Commission to Examine Cary Growth Issues
Posted December 12, 1997 12:00 a.m. EST
CARY — Concern about growth in Cary is not a new issue. But for the first time in the town's history, it appears that the town council has a majority which agrees with those concerns. A new council was sworn in Thursday night and got right down to business.
They didn't waste any time. A Cary council called for a consultant to look at the town's growth management and agreed to set up a commission to do the same. They also set the groundwork for creating roads, schools and parks before building new homes. Many builders fear this is too much too soon.
When we think of growth, we usually think of new homes, but it also means more people, more cars and more school age children. Cary residents are very concerned about growth.
"There have been some major changes, especially with the traffic," says Cary resident Delydia Allen, "and I do think it needs to slow down just a little bit."

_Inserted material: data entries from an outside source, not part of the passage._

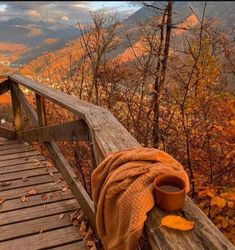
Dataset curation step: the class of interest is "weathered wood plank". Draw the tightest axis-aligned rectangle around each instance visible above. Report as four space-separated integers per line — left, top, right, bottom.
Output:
0 199 79 226
11 83 23 131
45 142 96 228
11 82 38 125
9 75 138 163
0 146 34 156
0 173 62 192
0 160 48 175
0 140 19 146
0 126 16 140
0 143 28 151
0 226 82 250
1 182 63 200
0 154 45 167
0 167 58 183
0 151 40 161
0 79 10 95
0 189 73 213
7 75 233 250
36 94 47 127
17 120 89 142
50 241 88 250
0 212 72 242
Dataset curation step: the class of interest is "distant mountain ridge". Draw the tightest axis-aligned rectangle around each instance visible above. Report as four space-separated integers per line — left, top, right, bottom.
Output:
0 1 235 66
0 18 80 66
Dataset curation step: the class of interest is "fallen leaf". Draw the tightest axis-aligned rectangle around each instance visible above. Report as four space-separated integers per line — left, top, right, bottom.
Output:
62 187 68 192
0 198 5 205
221 218 229 228
59 214 64 220
39 227 43 234
160 215 195 231
84 228 93 240
227 201 235 208
21 195 27 203
46 162 52 168
22 176 28 181
79 221 87 237
0 182 11 187
86 240 95 247
210 196 226 208
220 192 235 201
54 179 62 184
28 189 37 195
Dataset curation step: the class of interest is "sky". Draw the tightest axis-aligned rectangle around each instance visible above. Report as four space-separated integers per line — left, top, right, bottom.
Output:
0 1 140 24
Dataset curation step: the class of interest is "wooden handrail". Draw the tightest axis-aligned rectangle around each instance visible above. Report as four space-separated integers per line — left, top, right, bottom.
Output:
0 75 234 250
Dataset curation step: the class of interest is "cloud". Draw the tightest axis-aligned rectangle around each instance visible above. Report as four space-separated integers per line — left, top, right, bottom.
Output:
0 1 140 24
61 16 69 21
26 10 41 17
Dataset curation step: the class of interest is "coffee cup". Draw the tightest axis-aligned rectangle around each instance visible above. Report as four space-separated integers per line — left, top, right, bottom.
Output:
154 175 186 212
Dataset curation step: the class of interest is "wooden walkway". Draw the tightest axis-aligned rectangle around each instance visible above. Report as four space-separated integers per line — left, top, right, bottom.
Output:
0 138 87 250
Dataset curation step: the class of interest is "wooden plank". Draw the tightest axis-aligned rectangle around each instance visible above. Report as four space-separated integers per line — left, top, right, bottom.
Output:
0 143 28 152
0 154 46 167
0 79 10 95
10 75 231 249
0 140 19 146
0 199 79 226
0 151 40 161
0 189 73 213
0 126 16 140
17 120 89 142
1 182 63 200
12 82 38 125
0 146 34 156
0 167 58 183
0 212 72 242
0 173 62 192
36 94 47 127
50 241 88 250
0 160 48 175
9 75 139 163
11 83 23 131
44 142 96 228
0 226 82 250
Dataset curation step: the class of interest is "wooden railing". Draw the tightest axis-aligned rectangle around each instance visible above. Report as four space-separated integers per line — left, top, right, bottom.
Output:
0 75 234 250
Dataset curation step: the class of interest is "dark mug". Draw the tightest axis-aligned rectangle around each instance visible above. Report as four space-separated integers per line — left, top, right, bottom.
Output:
154 175 186 212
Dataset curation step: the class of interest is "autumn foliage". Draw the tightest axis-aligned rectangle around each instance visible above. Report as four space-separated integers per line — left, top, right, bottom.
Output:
1 4 235 246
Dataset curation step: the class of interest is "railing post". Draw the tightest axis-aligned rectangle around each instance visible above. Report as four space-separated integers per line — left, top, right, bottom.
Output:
11 83 23 131
36 94 47 127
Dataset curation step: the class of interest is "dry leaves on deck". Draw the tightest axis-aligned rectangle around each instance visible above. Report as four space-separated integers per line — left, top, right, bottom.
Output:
0 198 5 205
160 215 195 231
28 189 37 195
0 182 11 187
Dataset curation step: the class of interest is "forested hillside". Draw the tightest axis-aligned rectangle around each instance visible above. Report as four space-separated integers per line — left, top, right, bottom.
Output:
0 1 235 244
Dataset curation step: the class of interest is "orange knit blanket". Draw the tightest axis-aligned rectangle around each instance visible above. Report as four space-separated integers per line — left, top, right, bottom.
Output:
92 147 189 250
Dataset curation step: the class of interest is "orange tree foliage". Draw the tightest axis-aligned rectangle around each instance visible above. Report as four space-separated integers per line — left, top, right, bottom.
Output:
18 12 235 242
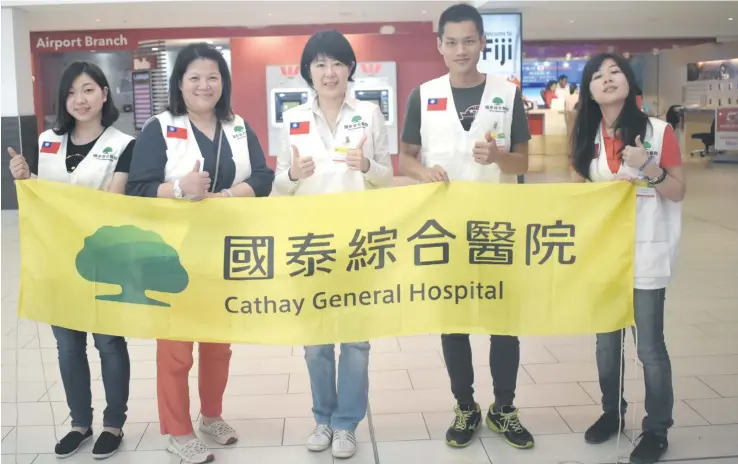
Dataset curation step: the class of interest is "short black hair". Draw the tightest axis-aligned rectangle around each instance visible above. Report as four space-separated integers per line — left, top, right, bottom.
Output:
168 42 233 121
438 3 484 39
52 61 120 135
300 29 356 88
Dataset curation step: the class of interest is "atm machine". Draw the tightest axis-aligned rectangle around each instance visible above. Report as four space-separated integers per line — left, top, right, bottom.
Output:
266 64 312 156
349 61 399 155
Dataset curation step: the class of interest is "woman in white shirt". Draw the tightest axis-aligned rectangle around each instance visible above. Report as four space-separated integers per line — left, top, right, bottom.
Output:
126 43 274 464
572 53 685 464
8 61 135 459
274 30 393 458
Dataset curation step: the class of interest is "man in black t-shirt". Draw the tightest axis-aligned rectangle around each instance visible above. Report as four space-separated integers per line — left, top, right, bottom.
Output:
400 4 534 449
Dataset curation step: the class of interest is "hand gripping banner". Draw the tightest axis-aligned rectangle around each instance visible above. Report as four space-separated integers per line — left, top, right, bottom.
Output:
17 180 635 345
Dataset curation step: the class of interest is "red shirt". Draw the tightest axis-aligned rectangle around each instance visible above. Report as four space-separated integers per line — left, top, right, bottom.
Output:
595 126 682 174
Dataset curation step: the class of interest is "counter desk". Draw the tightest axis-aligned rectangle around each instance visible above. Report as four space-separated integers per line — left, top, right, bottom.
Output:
527 109 576 172
679 107 715 157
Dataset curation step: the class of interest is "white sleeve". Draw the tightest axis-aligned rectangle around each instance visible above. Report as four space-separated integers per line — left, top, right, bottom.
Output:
364 106 394 188
274 118 299 195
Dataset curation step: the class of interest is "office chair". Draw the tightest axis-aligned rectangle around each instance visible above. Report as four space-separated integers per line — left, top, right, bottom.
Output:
691 119 715 158
666 105 683 130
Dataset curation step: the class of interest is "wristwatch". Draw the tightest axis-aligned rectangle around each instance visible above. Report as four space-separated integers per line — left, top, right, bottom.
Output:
172 179 184 200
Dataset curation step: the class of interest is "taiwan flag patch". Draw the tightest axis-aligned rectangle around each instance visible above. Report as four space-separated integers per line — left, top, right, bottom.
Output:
167 126 187 140
427 98 448 111
41 142 61 155
290 121 310 135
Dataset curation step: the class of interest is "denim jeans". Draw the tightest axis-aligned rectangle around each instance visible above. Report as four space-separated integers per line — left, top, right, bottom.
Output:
597 288 674 436
441 334 520 407
305 342 370 432
51 326 131 428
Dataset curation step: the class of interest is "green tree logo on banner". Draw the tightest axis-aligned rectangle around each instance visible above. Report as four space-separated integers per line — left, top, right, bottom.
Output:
76 226 189 307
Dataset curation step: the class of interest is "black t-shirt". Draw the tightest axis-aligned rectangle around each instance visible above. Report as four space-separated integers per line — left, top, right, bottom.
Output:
26 132 136 179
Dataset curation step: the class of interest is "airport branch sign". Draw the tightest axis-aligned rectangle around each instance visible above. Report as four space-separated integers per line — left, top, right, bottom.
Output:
31 31 139 53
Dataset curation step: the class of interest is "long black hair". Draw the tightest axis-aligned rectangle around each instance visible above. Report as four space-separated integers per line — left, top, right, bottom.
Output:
52 61 120 135
300 29 356 89
571 53 651 180
169 42 233 121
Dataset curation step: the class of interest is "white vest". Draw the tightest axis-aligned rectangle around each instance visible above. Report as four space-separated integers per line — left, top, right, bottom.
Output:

Rich Southard agrees. He believes it's necessary to have growth, but wonders if the planning is being done correctly.
These concerns helped elect several town council members interested in managing growth. Councilor Glen Lang says he wants to see roads, schools and parks planned before new homes are built.
"When you ask to have all the infrastructure necessary to have a good quality of life, you're labeled anti-growth," Lang explains. "I hardly think that's an anti-growth stance. I think it's a balance growth stance."
Builders are concerned about any talk of restrictions, but they see changes coming and are asking the council to work together as opposed to just stopping permits or stopping water or stopping the growth.
Builders aren't the only ones scared. Lang unseated 22-year council veteran Tom Brooks who believes Cary's growth has been well-planned and must continue.
"The ones who proclaim that the slow growth, no growth is the only way will find out in a very sad way that it was a a mistake," Brooks says.
What builders are very concerned about right now is the town halting or restricting water and sewer hook-ups in new developments. But Lang says that won't happen as long as builders and the council can work together to manage growth.